Genetics concepts new to this section:
P-element tranformation – the fly version of transformation.
The GAL4/UAS two component expression system.
Using FLP mediated site specific transformation at FRTs – clonal loss and gain of function.
Positive marking of clones.
RNAi – the fly version
Developmental
Principle: Cells whose fate is determined produce clones that are limited to specific tissues/areas.

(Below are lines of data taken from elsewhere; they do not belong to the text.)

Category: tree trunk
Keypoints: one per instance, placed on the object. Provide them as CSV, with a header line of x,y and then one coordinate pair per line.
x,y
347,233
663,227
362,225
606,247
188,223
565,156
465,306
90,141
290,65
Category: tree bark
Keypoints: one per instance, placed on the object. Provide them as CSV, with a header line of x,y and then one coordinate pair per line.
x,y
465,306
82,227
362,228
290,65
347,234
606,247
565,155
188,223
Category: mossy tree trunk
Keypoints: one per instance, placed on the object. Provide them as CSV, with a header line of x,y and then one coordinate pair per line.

Reciprocally, the distribution of daughter cells reveals the developmental potential of an earlier cell.
General reading:
This is very lucid description of key developmental concepts highlighted by clonal analysis in
Drosophila. Since I really screwed up the presentation of this, I recommend you take a look at this
pdf on line.
Crick FH, Lawrence PA. (1975) Compartments and polyclones in insect
development. Science 189, 340-7
Development of P element mediated transformation: Rubin GM and Spradling AC (1982) Genetic
Transformation of Drosophila with Transposable Element Vectors. Science 218, 348-353
The single hop insertional mutagenesis strategy: Cooley, L., Kelley, R., and Spradling A. (1988)

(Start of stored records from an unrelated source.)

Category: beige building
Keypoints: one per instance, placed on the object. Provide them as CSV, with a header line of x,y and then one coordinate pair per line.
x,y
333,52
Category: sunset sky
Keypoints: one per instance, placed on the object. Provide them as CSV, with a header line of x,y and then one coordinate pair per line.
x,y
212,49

Insertional mutagenesis of the Drosophila genome with single P elements. Science 239, 1121- 8
This recent review outlines many of the diverse tools that have been developed on the basis of
regulated expression of transgenes by the GAL4 transcription factor. del Valle Rodríguez A,
Didiano D, Desplan C. (2011) Power tools for gene expression and clonal analysis in
Drosophila.Nat Methods. 9(1):47-55.
A technical paper that gives an excellent description of the process of producing positively marked
clones, which can also be used for ectopic expression of genes in specific cells and for RNAi
knockdown in specific cells.
Wu, JS and Luo L (2006) A protocol for mosaic analysis with
a repressible cell marker (MARCM) in Drosophila. Nature Protocols 1, 2583
Hybrid dysgenesis/Some strange biology
http://www.math.princeton.edu/~jgevertz/public_html_Pelement/indexpage.html
http://engels.genetics.wisc.edu/Pelements/Pt.html
For a few decades bizarre phenomena were reported when laboratory Drosophila melanogaster
were crossed to flies from the wild. If wild male flies were crossed to laboratory females, the
progeny had shriveled gonads, reduced fertility, significant recombination in males and increased
mutation.
Infection by Transposition Element
Remarkable detective work led to the realization that the wild flies
where carrying a transposition element and that laboratory flies
had been sheltered from a world wide sweep of transmission of
this transposition element. The dysgenesis was a reflection of
the infection strategies of the element.
Transposition elements: Pieces of DNA equipped with
mechanisms that lead to their movement from one DNA
sequence to another. They are considered selfish pieces of DNA
that parasitize other replicating molecules. There are three
modes of transposition, conservative (or cut and paste),
replicative and retrotransposition. The P element uses cut-andpaste.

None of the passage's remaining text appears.